Total Quality Management

Total quality management is a management approach centered on quality, based on organization-wide participation, and aimed at long-term success through customer satisfaction.

TQM focuses on customers, both internal (within the organization, the next party in the work process) and external (end users, stakeholders, regulatory agencies).

Given the fluctuating nature of customer satisfaction, continuous improvement is critical to an organization’s survival. The concept applies to processes and the people who operate them as well as products.

The plan-do-check-act (PDCA) cycle is a well-known model for continuous process improvement. The four-step process is also referred to as the Shewhart cycle (for Walter A. Shewhart), the Deming cycle (for W. Edwards Deming), and the PDSA cycle (with the S standing for “study”). First, a plan to effect improvement is developed. Next, the plan is carried out, preferably on a small scale. Then effects of the plan are observed. Last, results are studied to determine what was learned and what can be predicted.

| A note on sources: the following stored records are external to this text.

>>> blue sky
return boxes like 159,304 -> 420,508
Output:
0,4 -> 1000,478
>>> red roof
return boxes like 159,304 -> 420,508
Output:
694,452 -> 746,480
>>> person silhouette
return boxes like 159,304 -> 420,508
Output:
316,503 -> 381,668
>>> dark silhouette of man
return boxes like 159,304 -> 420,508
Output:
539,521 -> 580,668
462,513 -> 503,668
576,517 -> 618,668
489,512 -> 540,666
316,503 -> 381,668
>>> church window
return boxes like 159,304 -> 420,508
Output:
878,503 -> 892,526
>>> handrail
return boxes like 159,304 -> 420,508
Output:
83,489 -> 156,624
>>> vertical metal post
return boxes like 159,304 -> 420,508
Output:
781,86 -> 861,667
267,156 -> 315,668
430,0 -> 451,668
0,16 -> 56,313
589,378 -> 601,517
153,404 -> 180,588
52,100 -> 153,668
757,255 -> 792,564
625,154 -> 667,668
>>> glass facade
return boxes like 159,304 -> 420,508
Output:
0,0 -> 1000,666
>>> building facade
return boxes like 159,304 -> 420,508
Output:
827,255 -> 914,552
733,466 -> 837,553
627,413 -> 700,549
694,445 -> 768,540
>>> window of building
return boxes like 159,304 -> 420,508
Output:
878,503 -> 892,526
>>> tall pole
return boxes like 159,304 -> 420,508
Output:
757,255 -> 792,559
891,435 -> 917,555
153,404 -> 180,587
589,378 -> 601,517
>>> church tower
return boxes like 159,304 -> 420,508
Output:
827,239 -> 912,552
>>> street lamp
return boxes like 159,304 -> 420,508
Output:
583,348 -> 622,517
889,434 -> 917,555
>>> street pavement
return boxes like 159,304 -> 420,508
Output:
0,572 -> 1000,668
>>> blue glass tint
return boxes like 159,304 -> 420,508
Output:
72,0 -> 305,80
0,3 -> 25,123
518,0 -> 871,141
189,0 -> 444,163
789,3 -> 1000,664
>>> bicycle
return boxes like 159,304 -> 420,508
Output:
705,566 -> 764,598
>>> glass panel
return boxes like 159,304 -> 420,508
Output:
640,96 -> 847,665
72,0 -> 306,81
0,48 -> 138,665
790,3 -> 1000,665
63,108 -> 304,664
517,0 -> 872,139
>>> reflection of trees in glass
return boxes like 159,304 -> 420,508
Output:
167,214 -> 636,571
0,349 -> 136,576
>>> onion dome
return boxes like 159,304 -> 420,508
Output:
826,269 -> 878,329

TQM’s emphasis on participation recognizes every activity contributes to or detracts from quality and productivity. Leadership from management and employee involvement are crucial for success.

Management’s role in TQM is to develop a quality strategy aligned with organizational business objectives and based on customer and stakeholder needs. After that strategy is defined, managers must participate in its deployment regularly and at every level.

Employee involvement can take several forms. Typically, quality improvement requires teams involving employees across functional boundaries. When employees are involved in quality, their organizations are more likely to make well-informed quality decisions and feel responsible for those decisions. Organizations empower employees by allowing them to make decisions that improve work processes within defined boundaries.